Topic 08: Bayesian and Probabilistic Machine Learning (10-Hour Intensity)¶
Curriculum Overview¶
This module provides a rigorous, high-density exploration of Bayesian methods in modern machine learning. We transition from foundational probabilistic logic to the frontiers of infinite-width neural networks and distribution-free uncertainty quantification.
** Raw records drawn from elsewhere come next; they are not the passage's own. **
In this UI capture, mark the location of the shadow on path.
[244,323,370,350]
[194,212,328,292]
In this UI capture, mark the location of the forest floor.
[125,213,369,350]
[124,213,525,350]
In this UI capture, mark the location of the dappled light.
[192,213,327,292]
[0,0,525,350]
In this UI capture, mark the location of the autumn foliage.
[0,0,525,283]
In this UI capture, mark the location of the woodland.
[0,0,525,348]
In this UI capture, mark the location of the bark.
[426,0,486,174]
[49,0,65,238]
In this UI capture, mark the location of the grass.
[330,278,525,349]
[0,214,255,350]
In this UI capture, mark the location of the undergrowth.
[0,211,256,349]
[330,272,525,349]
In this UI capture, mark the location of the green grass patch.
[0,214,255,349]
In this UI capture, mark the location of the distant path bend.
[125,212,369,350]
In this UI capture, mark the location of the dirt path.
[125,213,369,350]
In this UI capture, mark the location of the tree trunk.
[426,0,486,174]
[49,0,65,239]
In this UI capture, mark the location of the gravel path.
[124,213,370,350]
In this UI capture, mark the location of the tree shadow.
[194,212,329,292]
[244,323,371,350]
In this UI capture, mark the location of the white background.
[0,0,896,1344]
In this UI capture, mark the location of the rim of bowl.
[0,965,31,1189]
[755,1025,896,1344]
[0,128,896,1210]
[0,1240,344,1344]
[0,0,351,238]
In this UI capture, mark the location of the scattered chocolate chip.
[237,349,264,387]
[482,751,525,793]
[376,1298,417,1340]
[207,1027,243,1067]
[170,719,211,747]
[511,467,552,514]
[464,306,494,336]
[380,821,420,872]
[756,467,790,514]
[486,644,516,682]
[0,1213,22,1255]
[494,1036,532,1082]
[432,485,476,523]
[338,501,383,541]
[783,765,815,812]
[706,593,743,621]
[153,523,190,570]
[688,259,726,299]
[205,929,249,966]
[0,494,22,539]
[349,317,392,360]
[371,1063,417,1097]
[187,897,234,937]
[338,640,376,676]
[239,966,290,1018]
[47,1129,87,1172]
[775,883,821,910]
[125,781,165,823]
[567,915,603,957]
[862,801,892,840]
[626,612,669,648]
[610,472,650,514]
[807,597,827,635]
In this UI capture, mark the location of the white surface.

Every sub-module includes formal proofs, worked examples, and engineering guidelines.
08.1 Probabilistic Foundations and Bayesian Neural Networks¶
Focus: Treating learning as inference and the axiomatic roots of probability.
- Hours 1-2:
- Cox’s Theorem: Formal proof that probability theory is the unique extension of Boolean logic to plausible reasoning.
- de Finetti’s Theorem: Rigorous derivation showing how priors naturally emerge from exchangeable data sequences.
- Bayesian Optimality: Proof that the posterior predictive distribution minimizes expected risk under any proper loss function.
- Bayesian Neural Networks: Analysis of the high-dimensional weight space and the "Evidence Gap" in deep learning.
08.2 MCMC: Hamiltonian Monte Carlo and Langevin Dynamics¶
Focus: Efficient sampling from complex, non-convex posteriors.
- Hours 3-4:
- Markov Chain Theory: Proof that Detailed Balance implies stationarity; spectral gap analysis (Perron-Frobenius) for mixing times.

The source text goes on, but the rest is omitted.